Adding a dataset

This is a tutorial on how to add a new dataset to Pythia.

Pythia is agnostic to kind of datasets that can be added to it. On high level, adding a dataset requires 4 main components.

  • Dataset Builder
  • Default Configuration
  • Dataset Class
  • Dataset’s Metrics
  • [Optional] Task specification

In most of the cases, you should be able to inherit one of the existing datasets for easy integration. Let’s start from the dataset builder

Dataset Builder

Builder creates and returns an instance of pythia.tasks.base_dataset.BaseDataset which is inherited from torch.utils.data.dataset.Dataset. Any builder class in Pythia needs to be inherited from pythia.tasks.base_dataset_builder.BaseDatasetBuilder. BaseDatasetBuilder requires user to implement following methods after inheriting the class.

  • __init__(self):

Inside this function call super().__init__(“name”) where “name” should your dataset’s name like “vqa2”.

  • _load(self, dataset_type, config, *args, **kwargs)

This function loads the dataset, builds an object of class inheriting BaseDataset which contains your dataset logic and returns it.

  • _build(self, dataset_type, config, *args, **kwargs)

This function actually builds the data required for initializing the dataset for the first time. For e.g. if you need to download some data for your dataset, this all should be done inside this function.

Finally, you need to register your dataset builder with a key to registry using pythia.common.registry.registry.register_builder("key").

That’s it, that’s all you require for inheriting BaseDatasetBuilder.

Let’s write down this using example of CLEVR dataset.

import json
import math
import os
import zipfile

from collections import Counter

from pythia.common.registry import registry
from pythia.tasks.base_dataset_builder import BaseDatasetBuilder
# Let's assume for now that we have a dataset class called CLEVRDataset
from pythia.tasks.vqa.clevr.dataset import CLEVRDataset
from pythia.utils.general import download_file, get_pythia_root

@registry.register_builder("clevr")
class CLEVRBuilder(BaseDatasetBuilder):
    DOWNLOAD_URL = "https://s3-us-west-1.amazonaws.com/clevr/CLEVR_v1.0.zip"

    def __init__(self):
        # Init should call super().__init__ with the key for the dataset
        super().__init__("clevr")
        self.writer = registry.get("writer")
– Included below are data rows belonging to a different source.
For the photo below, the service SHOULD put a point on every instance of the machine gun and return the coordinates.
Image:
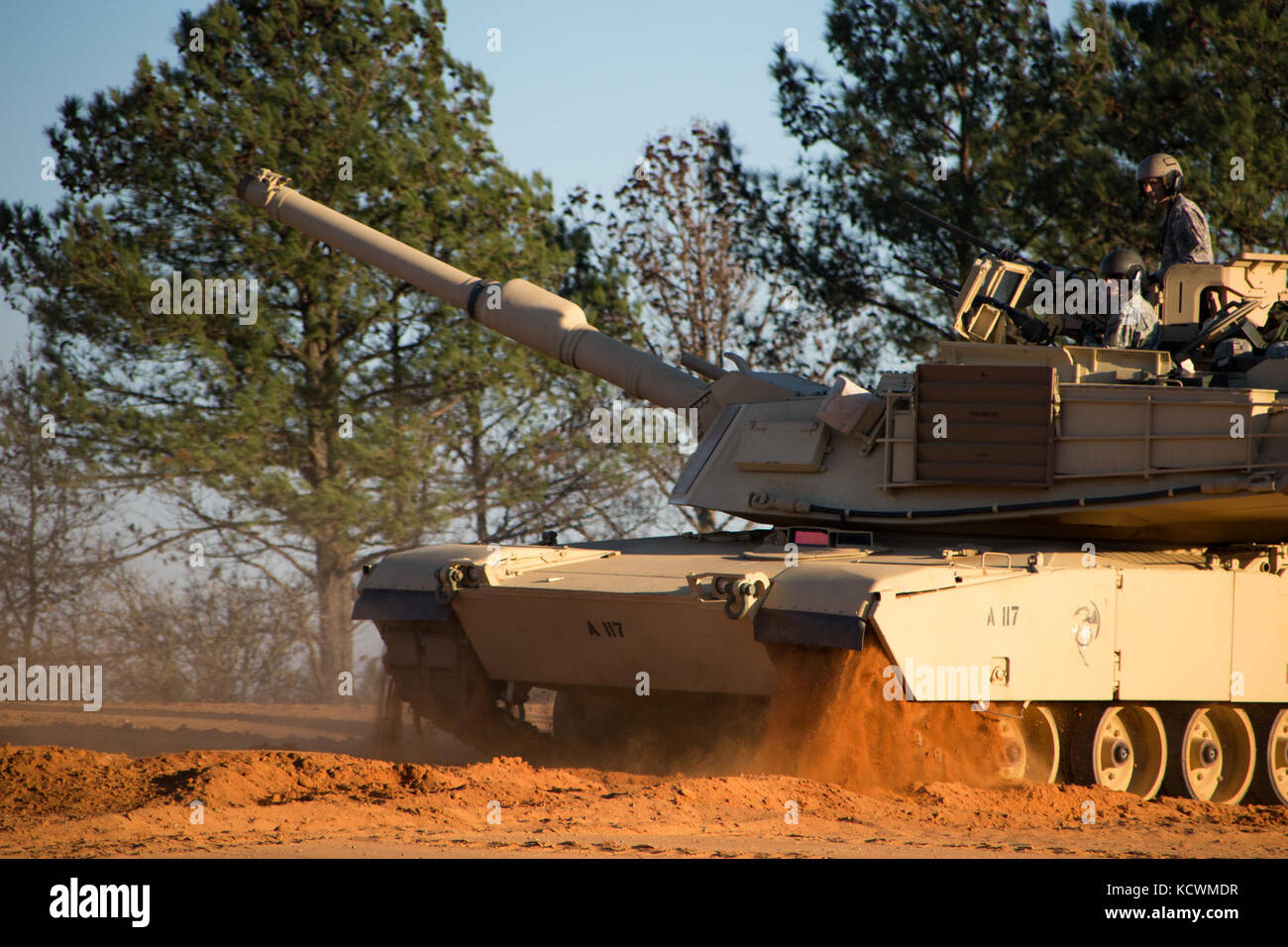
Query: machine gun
(1034, 331)
(1000, 253)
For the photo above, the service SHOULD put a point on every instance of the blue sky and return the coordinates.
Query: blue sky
(579, 85)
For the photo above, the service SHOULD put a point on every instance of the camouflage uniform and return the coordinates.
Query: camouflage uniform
(1132, 325)
(1185, 237)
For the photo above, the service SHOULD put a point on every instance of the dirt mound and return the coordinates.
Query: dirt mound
(67, 801)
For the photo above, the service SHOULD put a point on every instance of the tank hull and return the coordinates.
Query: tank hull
(1090, 637)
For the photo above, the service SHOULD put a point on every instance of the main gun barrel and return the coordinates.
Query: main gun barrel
(518, 309)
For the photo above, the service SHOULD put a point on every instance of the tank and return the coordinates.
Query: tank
(1086, 544)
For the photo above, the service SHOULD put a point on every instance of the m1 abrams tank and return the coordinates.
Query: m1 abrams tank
(1089, 543)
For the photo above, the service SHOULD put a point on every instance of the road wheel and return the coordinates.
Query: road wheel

        # Assign the dataset class
        self.dataset_class = CLEVRDataset

    def _build(self, dataset_type, config):
        download_folder = os.path.join(
            get_pythia_root(), config.data_root_dir, config.data_folder
        )

        file_name = self.DOWNLOAD_URL.split("/")[-1]
        local_filename = os.path.join(download_folder, file_name)

        extraction_folder = os.path.join(download_folder, ".".join(file_name.split(".")[:-1]))
        self.data_folder = extraction_folder

        # Either if the zip file is already present or if there are some
        # files inside the folder we don't continue download process
        if os.path.exists(local_filename):
            return

        if os.path.exists(extraction_folder) and \
            len(os.listdir(extraction_folder)) != 0:
            return

        self.writer.write("Downloading the CLEVR dataset now")
        download_file(self.DOWNLOAD_URL, output_dir=download_folder)

        self.writer.write("Downloaded. Extracting now. This can take time.")
        with zipfile.ZipFile(local_filename, "r") as zip_ref:
            zip_ref.extractall(download_folder)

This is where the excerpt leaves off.